Comment développer de l’activité économique sur terres coutumières sans en modifier les principes ? La question est au cœur de travaux menés dans le cadre de la mission interministérielle de reconstruction et de refondation conduite par Claire Durrieu [1]. C’est dans ce contexte que la Confédération des petites et moyennes entreprises (CPME) a présenté un projet pilote à Lifou.
Selon Christophe Dauthieux, président de la CPME-NC, la réflexion s’appuie sur les limites observées des outils actuels. "Aujourd’hui, on est principalement sur le modèle des GDPL [groupement de droit particulier local]. Sur environ 350 structures, les deux tiers n’ont plus de fonds", avance-t-il. Sans remettre en cause ces groupements, la CPME-NC estime nécessaire de "trouver d’autres solutions" en complément des dispositifs existants.
Le projet, baptisé Gojëcil, se veut expérimental. Il serait implanté sur un site d’environ 8 hectares, situé entre l’aéroport de Wanaham et Wé. Il prévoit plusieurs composantes, dont une zone d’activités économiques, des logements, notamment pour les étudiants, ainsi que des espaces dédiés à la formation. "L’idée, c’est de rapprocher des lieux de vie, de formation et d’activité", explique Christophe Dauthieux.

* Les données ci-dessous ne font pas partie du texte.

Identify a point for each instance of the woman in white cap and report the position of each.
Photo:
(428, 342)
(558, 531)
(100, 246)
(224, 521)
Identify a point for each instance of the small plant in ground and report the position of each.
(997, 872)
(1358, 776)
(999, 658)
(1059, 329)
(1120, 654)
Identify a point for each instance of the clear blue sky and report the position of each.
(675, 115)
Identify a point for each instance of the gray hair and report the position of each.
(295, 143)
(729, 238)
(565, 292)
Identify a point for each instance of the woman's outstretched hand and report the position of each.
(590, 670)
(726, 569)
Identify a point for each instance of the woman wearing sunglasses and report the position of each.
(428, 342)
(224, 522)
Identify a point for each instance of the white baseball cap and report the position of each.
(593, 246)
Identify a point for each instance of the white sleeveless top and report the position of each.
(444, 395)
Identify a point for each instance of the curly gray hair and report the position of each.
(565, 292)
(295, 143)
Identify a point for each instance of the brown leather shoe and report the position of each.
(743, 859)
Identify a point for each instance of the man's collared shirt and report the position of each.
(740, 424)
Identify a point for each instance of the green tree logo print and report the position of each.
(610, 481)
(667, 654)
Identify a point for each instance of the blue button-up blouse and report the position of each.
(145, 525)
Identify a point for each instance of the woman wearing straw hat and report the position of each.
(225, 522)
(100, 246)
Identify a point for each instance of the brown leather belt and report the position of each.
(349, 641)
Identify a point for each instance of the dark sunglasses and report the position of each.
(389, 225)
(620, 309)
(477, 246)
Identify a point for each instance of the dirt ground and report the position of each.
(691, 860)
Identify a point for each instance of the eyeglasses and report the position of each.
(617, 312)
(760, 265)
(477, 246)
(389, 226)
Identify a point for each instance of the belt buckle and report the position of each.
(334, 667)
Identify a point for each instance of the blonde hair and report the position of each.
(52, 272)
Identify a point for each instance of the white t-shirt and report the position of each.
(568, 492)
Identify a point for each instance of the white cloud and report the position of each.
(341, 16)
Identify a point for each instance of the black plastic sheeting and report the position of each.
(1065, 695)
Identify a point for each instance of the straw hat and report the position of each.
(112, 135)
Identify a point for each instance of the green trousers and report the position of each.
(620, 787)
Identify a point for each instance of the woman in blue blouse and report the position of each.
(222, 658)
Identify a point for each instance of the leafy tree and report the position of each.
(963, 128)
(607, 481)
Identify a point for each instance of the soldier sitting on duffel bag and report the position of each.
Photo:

L’objectif affiché est notamment de créer des opportunités économiques locales, en particulier pour les jeunes, et de limiter les départs vers le Grand Nouméa. Selon les estimations avancées par la CPME, le projet pourrait représenter "de l’ordre d’une centaine d’emplois directs", auxquels pourraient s’ajouter des emplois indirects.
Pour concilier développement économique et respect du foncier coutumier, la CPME propose de s’appuyer sur un dispositif inspiré du bail réel et solidaire (BRS). Ce mécanisme repose sur une dissociation entre le foncier et le bâti : le terrain reste sous statut coutumier, tandis que les constructions peuvent être portées par des opérateurs économiques, en contrepartie d’une redevance. "Le terrain reste coutumier. Les bâtiments peuvent appartenir à ceux qui les exploitent, avec une redevance liée à l’usage du foncier", précise Christophe Dauthieux.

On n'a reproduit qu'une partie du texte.